Dr Qaisar Abbas, a prominent scholar and former President of South Asia Democracy Watch, has passed away after a brief illness.
His funeral was held in Denton and was laid to rest at a Muslim cemetery in the same city.
Abbas, born in Pakistan to Syed Bakshish Abbas Rizvi and Fatima Tauqir, was a distinguished academic and journalist. He earned his Master’s in Journalism from Punjab University and initially worked as a News Producer for Pakistan Television and as an information officer at the Ministry of Education in Punjab.
In 1981, he immigrated to the United States, where he pursued further education, obtaining a Master’s degree from Iowa State University and a PhD from the University of Wisconsin-Madison.
He made significant contributions to the field of mass communication and held administrative positions at various American universities, including roles as an assistant dean and director of multicultural affairs.
Dr Abbas had a deep interest in political and international communication, development broadcasting, poetry, resistance, and postcolonial South Asia.
He was a prolific writer, contributing to academic journals and newspapers in both English and his native language, Urdu.
Beyond his academic endeavors, Abbas was a published Urdu poet and served as the chief editor for JeddoJehad.
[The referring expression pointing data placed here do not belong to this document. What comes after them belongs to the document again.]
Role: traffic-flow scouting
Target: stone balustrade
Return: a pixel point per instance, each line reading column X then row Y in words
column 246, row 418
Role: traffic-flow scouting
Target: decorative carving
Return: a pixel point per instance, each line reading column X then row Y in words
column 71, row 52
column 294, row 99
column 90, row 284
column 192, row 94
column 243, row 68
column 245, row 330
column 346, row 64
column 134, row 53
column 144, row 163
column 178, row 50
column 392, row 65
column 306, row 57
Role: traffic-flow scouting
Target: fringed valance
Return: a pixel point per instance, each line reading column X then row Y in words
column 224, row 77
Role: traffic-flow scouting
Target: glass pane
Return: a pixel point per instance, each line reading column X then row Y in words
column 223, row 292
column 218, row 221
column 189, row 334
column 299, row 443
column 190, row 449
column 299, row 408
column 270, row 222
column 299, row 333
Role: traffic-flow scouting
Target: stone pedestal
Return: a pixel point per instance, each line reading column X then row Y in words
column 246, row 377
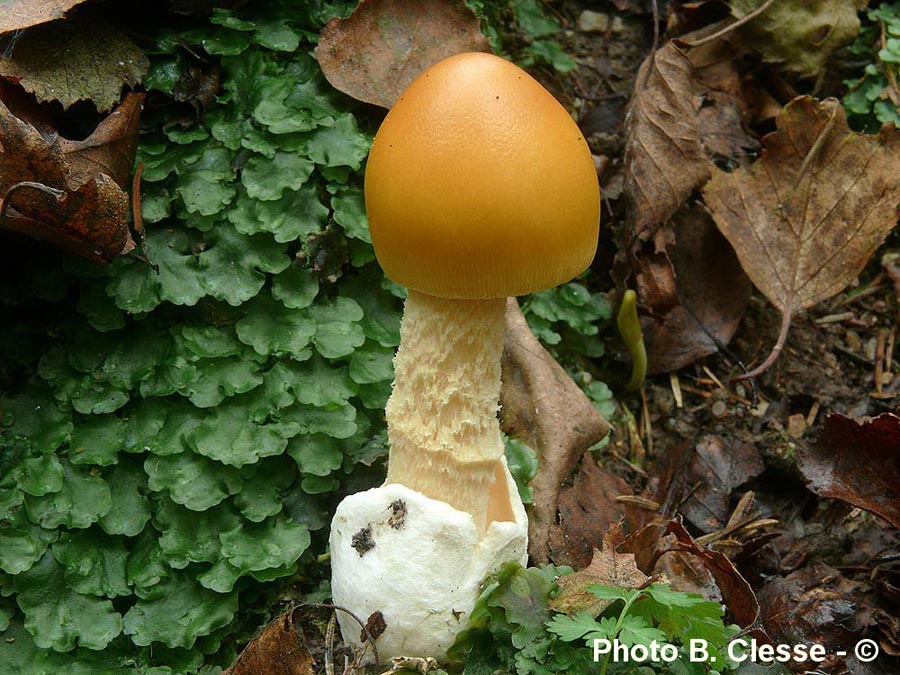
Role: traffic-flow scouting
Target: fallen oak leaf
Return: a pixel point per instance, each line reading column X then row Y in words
column 111, row 147
column 694, row 289
column 542, row 407
column 379, row 49
column 607, row 568
column 857, row 461
column 19, row 14
column 664, row 158
column 83, row 58
column 806, row 216
column 586, row 509
column 90, row 219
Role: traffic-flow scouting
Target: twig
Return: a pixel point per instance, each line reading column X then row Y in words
column 889, row 350
column 698, row 392
column 648, row 424
column 776, row 350
column 879, row 361
column 733, row 26
column 329, row 646
column 136, row 200
column 813, row 412
column 28, row 185
column 675, row 383
column 713, row 377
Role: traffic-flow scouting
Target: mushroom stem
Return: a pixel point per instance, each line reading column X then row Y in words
column 442, row 415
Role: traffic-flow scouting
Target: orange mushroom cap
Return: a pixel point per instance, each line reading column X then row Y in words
column 480, row 185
He co-edited the book “From Terrorism to Television: Dynamics of State, Media, and Society in Pakistan” (Routledge, 2020).
He was actively involved in several organisations and notably held the position of Executive Director for South Asia Democracy Watch.
He recently completed a manuscript for a book titled “Umeed e Sahar ki baat,” dedicated to his granddaughters, Iman and Noor Rizvi.
Dr Abbas is survived by his wife, Dr Saleha Suleman, his twin sons, Shahryar Rizvi and Shahrzad Rizvi, and his siblings, Manzar Abbas, Kosar Abbas, Yawar Abbas, Haider Abbas, and Rana Khurshid.
His passing is a significant loss to the academic and South Asian community, and his contributions will be remembered and cherished.
Many leaders have described his death as a significant loss to the academic and South Asian community, emphasising that his contributions will always be remembered.